I really should make a habit of using RSS comment feeds so responses don’t get lost when the posts move to the back pages…

He doesn’t come out and say it, but he needs it to get his intuition-pump going. It’s obvious when you do what Alvin fails to do, which is force armchair speculation to make contact with the way the world actually works. I ask again, what is it for a phenomenon to be adaptive in an evolutionary sense? It is to increase the number of fertile offspring through a heritable variation. Getting hit by a meteor isn’t good for your chances, but meteor-dodging is not a heritable trait and neither is tiger-footrace belief.

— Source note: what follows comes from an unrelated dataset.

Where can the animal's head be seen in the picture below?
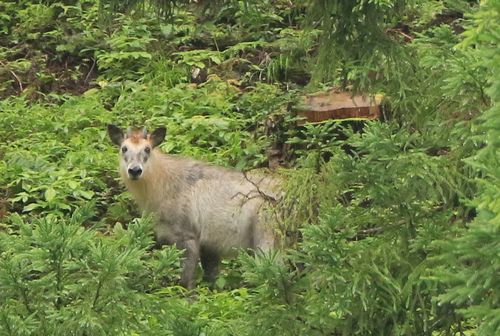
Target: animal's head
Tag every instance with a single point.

Flukes are not heritable. Neither are beliefs. Neither are belief-systems. Only belief-system-forming systems are. Even putting aside the obvious fact that tiger-concepts and footrace-concepts are massively embedded in a conceptual web that entails things about e.g. what will happen when you turn to congratulate your opponent that make even non-heritable flukes infinitely more flukey, EAAN fails because evolution is never in a position to select between a BSFS that produces an indefinite number of flukes and one that does not. It only seems superficially plausible because the intuition pump is constructed in such a way as to get you thinking about footrace beliefs in the same way you think about moth pigmentation – as atomic, isolated phenotypic variants visible to selection.

Here is the deeper point: in what sense is a false belief that predicts the outcome of future observations in a fluke case actually false? Just in the sense that it entails possible future observations which fail to materialize. In what sense is a cognitive machine which consistently makes accurate, parsimonious predictions producing false beliefs?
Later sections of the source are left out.